Platinum Prices Vulnerable To Further Losses
New York (Apr 23) Platinum prices could be vulnerable to further losses in the near-term, although metals analysts remain bullish on the white metal in the long-term.
Since setting a high on April 14 of $1,471.50 an ounce, basis the New York Mercantile Exchange July contract, platinum prices are down 5%. As of 11:05 a.m. EDT, July platinum traded at $1,399.40.
Much of the gains for platinum came on the continuation of the strike by the Association of Mineworkers and Construction Union against the major South African platinum producers, Anglo American Platinum, Impala Platinum and Lonmin. The strike is in its 13th week.
Platinum prices started to fall when gold had its big tumble on April 15, but the white metal extended those losses on news April 17 that South African miners Implats and Amplats sweetened an offer to the striking workers. July platinum dipped below $1,400 Tuesday and so far is holding right around that psychologically important level.
Bart Melek, vice president and head of commodity strategy at TD Securities, said platinum could be at risk for further losses if the strike ends. That has a greater likelihood of happening since the AMCU went to its members with the latest offer, some platinum analysts say.
Miners offered to raise basic wages to ZAR12,500 a month in five years, while the workers want to reach that level within three years.
Yet Edel Tully, metals strategist at UBS, said with last week’s break, platinum has removed much of the strike-related premium. When the strike started on Jan. 23, July platinum settled at $1,465.
However, she said, prices could be vulnerable to further weakness because “with spec positioning very elevated, platinum is indeed at risk of a potential weighty sell-off.”
Looking at the Commodity Futures Trading Commission’s weekly commitments of traders legacy report for platinum, as of April 15, the large speculative net-long position was 44,967 contracts, the highest in a month. A more detailed look at that figure shows a very small gross short position of 6,568 contracts versus 51,535 gross longs.

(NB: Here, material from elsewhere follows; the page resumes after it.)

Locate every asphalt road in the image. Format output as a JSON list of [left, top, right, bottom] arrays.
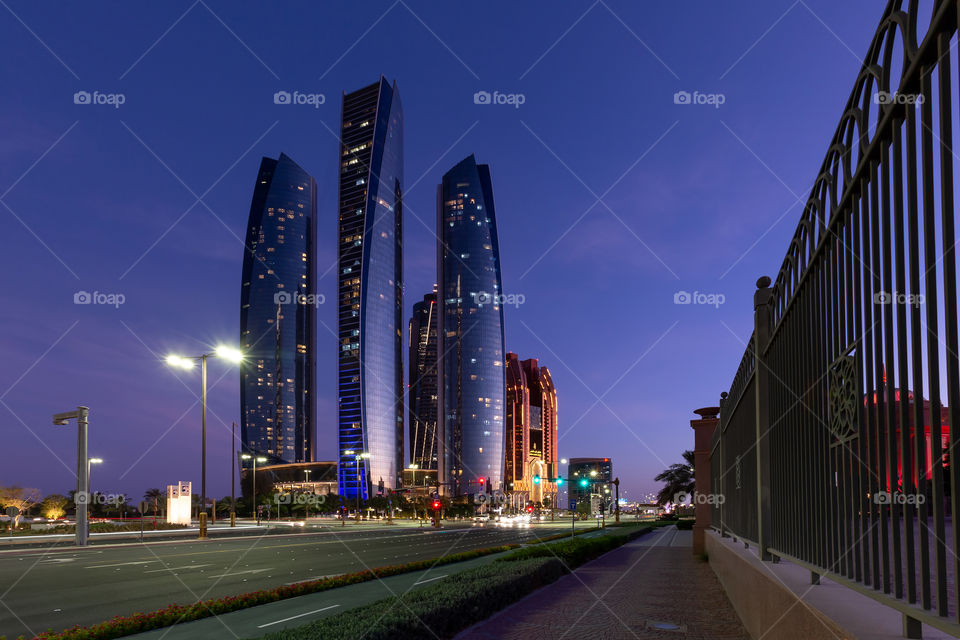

Melek said speculators are “pretty long” not only according to CFTC data, but also when one takes into consideration the growth in physically backed exchanged-traded fund holdings.
Both Melek and Tully said they are watching platinum’s technical charts for support areas in case the market does lose further ground now that the metal pierced $1,400.
“Technically, there’s scope for a test of $1,382.22, the 62% retracement of the December-March advance, with any close below this an outright bearish development as it will confirm a new bearish trend in force with MACD (moving average convergence-divergence) below its zero line,” Tully said.
She said traders need to also be aware that unlike gold, platinum liquidity is much thinner, “especially during sell-offs when that exit door can get very narrow and price action becomes very erratic.”